Родители подходят к ним с Инес.
– До чего прекрасный концерт!.. Как трогательно!.. Какая утрата!.. Мы вам сочувствуем… Какой он был милый ребенок!.. И до чего хороши, до чего талантливы сыновья Арройо!..
Тронутый добротой слов, добротой жестов, он ощущает в себе порыв выйти на сцену и излить душу. Дорогие родители, дорогие дети, дорогой сеньор Арройо, – хочется ему сказать, – этот день незабываем. Мама Давида и я сам унесем нетленные воспоминания о сердечной теплоте, с какой нашего сына опекали в этих стенах. Да здравствует Академия! Но передумывает, придерживает язык, ждет, пока публика разойдется.

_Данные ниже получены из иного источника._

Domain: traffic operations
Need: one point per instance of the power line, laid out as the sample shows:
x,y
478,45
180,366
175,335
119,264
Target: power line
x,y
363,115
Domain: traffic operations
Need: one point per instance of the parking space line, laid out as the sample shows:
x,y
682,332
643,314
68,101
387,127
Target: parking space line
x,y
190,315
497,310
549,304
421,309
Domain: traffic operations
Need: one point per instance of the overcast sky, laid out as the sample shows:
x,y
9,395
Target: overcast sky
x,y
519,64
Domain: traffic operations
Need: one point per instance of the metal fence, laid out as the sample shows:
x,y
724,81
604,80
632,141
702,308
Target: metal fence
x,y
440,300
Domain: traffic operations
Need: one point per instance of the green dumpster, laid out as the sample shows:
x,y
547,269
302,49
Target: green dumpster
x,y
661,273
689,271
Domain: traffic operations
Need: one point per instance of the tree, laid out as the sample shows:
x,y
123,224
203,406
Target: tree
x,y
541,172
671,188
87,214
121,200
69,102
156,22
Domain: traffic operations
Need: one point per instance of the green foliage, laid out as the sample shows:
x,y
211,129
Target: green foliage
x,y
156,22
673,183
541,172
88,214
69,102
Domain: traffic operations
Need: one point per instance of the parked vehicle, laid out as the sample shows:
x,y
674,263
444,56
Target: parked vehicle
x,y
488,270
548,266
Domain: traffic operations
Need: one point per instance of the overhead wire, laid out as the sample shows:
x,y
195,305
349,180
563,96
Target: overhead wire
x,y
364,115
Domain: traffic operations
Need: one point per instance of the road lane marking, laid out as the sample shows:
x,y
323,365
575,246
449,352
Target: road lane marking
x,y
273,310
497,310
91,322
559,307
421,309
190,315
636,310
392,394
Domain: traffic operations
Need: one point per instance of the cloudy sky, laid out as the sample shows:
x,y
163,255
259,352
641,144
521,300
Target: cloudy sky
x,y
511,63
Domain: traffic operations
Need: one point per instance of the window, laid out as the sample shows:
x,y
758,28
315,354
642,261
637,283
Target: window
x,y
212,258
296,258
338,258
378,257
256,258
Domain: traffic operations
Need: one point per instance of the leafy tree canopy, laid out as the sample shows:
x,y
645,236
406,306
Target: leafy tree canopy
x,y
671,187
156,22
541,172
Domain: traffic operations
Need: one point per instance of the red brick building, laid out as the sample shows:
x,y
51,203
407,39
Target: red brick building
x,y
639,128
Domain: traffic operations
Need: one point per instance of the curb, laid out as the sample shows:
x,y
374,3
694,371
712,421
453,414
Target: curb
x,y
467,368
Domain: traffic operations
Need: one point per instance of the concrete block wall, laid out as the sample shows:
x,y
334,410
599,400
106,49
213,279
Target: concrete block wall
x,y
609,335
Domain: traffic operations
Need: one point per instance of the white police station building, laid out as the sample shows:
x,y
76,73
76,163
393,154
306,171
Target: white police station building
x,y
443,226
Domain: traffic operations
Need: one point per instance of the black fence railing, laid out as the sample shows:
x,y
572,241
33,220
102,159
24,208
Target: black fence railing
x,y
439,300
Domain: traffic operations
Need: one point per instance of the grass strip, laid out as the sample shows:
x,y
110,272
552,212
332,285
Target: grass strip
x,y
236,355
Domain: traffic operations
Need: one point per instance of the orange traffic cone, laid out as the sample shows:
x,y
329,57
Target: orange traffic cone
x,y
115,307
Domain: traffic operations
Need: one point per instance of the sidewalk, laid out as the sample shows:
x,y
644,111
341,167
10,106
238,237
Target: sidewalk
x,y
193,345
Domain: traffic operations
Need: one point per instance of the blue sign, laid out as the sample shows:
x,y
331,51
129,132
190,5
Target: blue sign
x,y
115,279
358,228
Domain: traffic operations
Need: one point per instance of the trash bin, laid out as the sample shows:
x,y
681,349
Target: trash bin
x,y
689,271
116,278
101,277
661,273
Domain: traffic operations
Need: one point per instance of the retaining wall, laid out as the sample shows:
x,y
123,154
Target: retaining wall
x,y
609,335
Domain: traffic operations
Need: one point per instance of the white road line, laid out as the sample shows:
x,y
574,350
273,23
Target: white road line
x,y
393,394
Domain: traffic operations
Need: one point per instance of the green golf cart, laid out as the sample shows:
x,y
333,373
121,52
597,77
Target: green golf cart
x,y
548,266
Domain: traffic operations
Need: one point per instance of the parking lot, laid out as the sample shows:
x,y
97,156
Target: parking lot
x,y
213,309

Арройо стоит в дверях, пожимает руки, совершенно серьезно принимает благодарности. Он, Симон, и Инес – последние в очереди.
– Спасибо, Хуан Себастьян, – говорит Инес, протягивая ему руку. – Вы дали нам повод для большой гордости. – Его, Симона, удивляет теплота ее голоса. – Более всего благодарю вас за музыку.
– Музыку одобряете? – уточняет Хуан Себастьян.
– Да. Я боялась, что будут фанфары. Фанфары мне бы не понравились.
– В меру своих робких способностей, сеньора, я стараюсь явить то, что скрыто. В такой музыке нет места фанфарам или барабанам.
Слова Арройо для него, Симона, загадка, но Инес вроде бы понимает.
– Доброй ночи, Хуан Себастьян, – говорит она.
Старомодно, галантно Арройо склоняется и целует ей руку.
– Что имел в виду Хуан Себастьян? – спрашивает он Инес в машине. – Что скрытое он пытается явить?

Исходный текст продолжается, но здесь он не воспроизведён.